Choice (A): $ab + c$:
At least one of every two consecutive positive integers $a$ and $b$ must be even.
Hence, the product $ab$ is an even number.

Now, if $c$ is odd (which happens when a is odd), $ab + c$ must be odd.

For example,

if $a = 3, b = 4$, and $c = 5,$ then $ab + c$ must equal $12 + 5 = 17$, an odd number. Reject.

Choice (B): $ab + d$:
We know that $ab$ being the product of two consecutive numbers must be even. Hence, if $d$ happens to be an odd number (it happens when $b$ is odd), then the sum $ab + d$ is also odd.

For example,

if $a = 4$, then $b = 5, c = 6$ and $d = 7$, then $ab + d = 3 \times 5 + 7 = 15 + 7 = 23$, an odd number. Reject.

Choice (C): $ac + d$:
Suppose $a$ is odd. Then $c$ must also be odd, being a number 2 more than $a$ .
Hence, $ac$ is the product of two odd numbers and must therefore be odd.

Now, $d$ is the integer following $c$ and must be even.
Hence, $ac + d = \text{odd + even = odd}$.

For example,

if $a = 3$, then $b = 3 + 1 = 4, c = 4 + 1 = 5$ (odd) and $d = 5 + 1 = 6$ (even) and $ac + d = 3×5 + 6 = 21$, an odd number. Reject.

Choice (D): $ac + e$:
Suppose $a$ is an odd number.
Then both $c$ and $e$ must also be odd.
Now, $ac$ is product of two odd numbers and therefore must be odd.
Summing this with another odd number $e$ yields an even number.
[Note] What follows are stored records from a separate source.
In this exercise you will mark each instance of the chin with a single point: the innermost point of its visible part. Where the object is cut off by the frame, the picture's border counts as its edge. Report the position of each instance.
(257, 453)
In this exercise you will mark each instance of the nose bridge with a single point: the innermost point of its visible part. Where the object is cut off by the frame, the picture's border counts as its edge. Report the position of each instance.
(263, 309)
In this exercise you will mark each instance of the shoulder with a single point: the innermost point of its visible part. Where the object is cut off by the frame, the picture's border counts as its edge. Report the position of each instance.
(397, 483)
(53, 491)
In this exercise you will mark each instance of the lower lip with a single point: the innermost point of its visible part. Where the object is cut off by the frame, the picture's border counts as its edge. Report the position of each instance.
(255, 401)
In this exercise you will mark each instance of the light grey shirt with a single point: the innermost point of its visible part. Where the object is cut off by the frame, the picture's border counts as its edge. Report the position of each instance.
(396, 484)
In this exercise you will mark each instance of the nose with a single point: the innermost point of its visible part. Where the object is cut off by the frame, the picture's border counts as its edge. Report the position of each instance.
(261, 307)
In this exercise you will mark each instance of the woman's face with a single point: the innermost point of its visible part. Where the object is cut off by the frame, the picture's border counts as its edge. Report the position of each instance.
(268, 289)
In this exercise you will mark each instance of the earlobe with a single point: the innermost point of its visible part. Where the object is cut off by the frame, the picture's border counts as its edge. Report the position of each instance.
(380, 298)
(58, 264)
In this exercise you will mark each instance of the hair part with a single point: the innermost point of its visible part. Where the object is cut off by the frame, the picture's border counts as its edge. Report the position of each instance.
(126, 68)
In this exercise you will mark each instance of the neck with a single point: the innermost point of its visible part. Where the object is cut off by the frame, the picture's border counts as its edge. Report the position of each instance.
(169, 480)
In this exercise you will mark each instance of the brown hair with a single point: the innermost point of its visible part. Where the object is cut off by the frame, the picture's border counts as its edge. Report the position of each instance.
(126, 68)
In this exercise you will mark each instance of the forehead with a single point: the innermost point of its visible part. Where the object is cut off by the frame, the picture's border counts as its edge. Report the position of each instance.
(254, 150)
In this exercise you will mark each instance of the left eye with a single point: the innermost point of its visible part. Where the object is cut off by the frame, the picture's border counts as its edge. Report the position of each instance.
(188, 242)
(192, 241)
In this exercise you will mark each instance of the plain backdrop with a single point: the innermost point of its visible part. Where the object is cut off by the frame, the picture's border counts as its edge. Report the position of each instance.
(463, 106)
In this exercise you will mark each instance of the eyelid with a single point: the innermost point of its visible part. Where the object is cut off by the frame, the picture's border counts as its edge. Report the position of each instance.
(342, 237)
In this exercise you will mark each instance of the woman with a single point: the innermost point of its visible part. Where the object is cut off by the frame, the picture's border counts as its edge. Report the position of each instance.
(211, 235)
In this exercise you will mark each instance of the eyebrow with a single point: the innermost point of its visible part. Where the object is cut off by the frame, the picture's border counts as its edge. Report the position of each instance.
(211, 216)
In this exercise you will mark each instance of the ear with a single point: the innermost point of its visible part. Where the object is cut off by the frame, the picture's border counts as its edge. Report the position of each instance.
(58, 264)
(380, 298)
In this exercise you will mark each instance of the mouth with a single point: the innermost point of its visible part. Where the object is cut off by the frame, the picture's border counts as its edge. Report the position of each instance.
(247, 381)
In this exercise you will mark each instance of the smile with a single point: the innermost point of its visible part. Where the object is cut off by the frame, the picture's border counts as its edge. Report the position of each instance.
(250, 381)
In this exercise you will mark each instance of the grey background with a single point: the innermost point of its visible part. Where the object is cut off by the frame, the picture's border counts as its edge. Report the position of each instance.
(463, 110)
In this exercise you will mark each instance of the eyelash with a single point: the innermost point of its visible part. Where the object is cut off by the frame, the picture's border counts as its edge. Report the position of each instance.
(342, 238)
For example, if $a = 1$, then $c$ must equal 3, and $e$ must equal 5 and $ac + e$ must equal $1×3 + 5 = 8$, an even number.
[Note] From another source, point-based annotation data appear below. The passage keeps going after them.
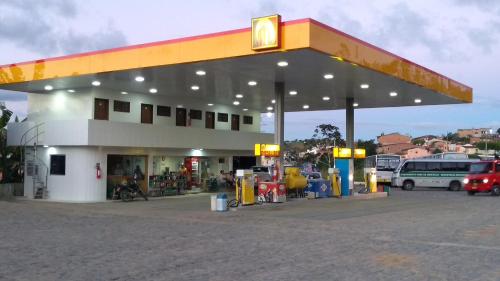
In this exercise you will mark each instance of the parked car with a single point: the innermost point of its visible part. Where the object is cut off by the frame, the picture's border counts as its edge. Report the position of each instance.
(483, 176)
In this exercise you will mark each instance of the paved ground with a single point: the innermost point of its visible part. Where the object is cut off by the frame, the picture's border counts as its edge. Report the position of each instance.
(419, 235)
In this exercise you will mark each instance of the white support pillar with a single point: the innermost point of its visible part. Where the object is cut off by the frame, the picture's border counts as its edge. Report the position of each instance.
(279, 121)
(349, 120)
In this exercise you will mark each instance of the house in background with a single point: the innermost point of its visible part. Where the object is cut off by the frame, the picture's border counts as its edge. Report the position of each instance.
(393, 138)
(414, 152)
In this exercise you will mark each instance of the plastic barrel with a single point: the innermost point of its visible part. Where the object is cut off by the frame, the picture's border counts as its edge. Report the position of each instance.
(221, 202)
(213, 203)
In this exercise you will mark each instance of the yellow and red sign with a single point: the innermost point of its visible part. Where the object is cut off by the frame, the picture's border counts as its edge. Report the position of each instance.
(269, 150)
(266, 32)
(343, 152)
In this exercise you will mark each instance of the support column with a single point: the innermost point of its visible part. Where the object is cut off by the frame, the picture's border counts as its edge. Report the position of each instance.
(349, 121)
(279, 121)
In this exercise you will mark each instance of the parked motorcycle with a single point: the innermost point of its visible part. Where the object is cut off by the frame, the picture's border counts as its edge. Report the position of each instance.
(129, 191)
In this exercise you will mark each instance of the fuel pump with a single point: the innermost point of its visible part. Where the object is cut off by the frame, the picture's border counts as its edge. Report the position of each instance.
(336, 181)
(272, 191)
(371, 180)
(245, 187)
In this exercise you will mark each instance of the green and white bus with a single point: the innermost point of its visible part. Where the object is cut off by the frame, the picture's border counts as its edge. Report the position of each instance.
(431, 173)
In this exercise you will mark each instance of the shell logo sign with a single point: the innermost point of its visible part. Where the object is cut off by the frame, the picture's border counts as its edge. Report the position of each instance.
(269, 150)
(266, 32)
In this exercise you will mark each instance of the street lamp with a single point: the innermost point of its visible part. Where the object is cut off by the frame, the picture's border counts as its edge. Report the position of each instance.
(490, 131)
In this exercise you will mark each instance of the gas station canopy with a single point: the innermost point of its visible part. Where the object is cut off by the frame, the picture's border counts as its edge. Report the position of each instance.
(319, 66)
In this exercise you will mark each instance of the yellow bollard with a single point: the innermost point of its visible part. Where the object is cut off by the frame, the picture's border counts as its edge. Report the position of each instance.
(335, 178)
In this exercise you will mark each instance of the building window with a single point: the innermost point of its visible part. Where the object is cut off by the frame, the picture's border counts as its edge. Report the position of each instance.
(121, 106)
(195, 114)
(222, 117)
(58, 165)
(162, 110)
(248, 120)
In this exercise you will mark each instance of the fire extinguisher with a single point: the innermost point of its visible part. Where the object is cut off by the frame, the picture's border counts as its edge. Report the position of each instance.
(98, 170)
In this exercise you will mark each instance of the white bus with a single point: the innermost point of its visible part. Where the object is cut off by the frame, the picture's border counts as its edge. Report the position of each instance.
(385, 164)
(431, 173)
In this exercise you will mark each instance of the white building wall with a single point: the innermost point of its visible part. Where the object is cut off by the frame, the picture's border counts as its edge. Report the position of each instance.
(79, 184)
(61, 105)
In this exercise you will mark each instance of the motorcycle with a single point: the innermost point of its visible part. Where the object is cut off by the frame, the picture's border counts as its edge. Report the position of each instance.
(129, 191)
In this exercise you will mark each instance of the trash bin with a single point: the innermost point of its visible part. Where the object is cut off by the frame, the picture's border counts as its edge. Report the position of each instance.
(221, 202)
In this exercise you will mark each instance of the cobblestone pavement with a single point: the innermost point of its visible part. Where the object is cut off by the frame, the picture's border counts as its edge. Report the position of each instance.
(418, 235)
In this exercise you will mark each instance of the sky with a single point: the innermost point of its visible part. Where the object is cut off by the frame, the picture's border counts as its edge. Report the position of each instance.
(457, 38)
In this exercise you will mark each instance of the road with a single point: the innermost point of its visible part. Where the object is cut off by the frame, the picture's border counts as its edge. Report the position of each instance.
(418, 235)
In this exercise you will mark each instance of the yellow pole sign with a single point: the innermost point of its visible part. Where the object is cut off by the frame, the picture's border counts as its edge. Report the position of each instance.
(343, 152)
(269, 150)
(266, 32)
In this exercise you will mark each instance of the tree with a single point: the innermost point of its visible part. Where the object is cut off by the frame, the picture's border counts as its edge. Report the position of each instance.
(326, 136)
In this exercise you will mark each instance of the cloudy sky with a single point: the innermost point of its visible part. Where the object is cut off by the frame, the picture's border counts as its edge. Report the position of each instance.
(458, 38)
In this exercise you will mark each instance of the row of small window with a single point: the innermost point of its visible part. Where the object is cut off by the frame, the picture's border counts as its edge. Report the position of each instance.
(436, 166)
(161, 110)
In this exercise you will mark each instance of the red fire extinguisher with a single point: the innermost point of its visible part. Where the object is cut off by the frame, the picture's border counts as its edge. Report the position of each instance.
(98, 170)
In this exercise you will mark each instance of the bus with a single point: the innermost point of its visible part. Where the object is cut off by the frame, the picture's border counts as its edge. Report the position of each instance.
(444, 173)
(385, 164)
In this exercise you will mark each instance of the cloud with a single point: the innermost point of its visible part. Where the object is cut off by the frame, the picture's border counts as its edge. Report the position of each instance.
(41, 27)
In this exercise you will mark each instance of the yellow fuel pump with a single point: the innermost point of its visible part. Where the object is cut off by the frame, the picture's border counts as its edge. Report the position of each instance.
(335, 178)
(371, 180)
(245, 187)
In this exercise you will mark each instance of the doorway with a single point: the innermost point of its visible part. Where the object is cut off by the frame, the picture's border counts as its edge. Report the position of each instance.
(101, 109)
(235, 122)
(146, 113)
(180, 117)
(210, 120)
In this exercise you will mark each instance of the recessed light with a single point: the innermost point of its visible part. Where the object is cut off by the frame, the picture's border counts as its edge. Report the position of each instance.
(282, 63)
Now, suppose $a$ is an even number.
Then both $c$ and $e$ must also be even.
Hence, $ac + e =$
$\text{(product of two even numbers) + (an even number) =}$
$\text{(even number) + (even number) =an even number}$

For example,

if $a = 2$, then $c$ must equal 4, and $e$ must equal 6 and the expression $ac + e$ equals 14, an even number. Hence, in any case, $ac + e$ is even. Correct.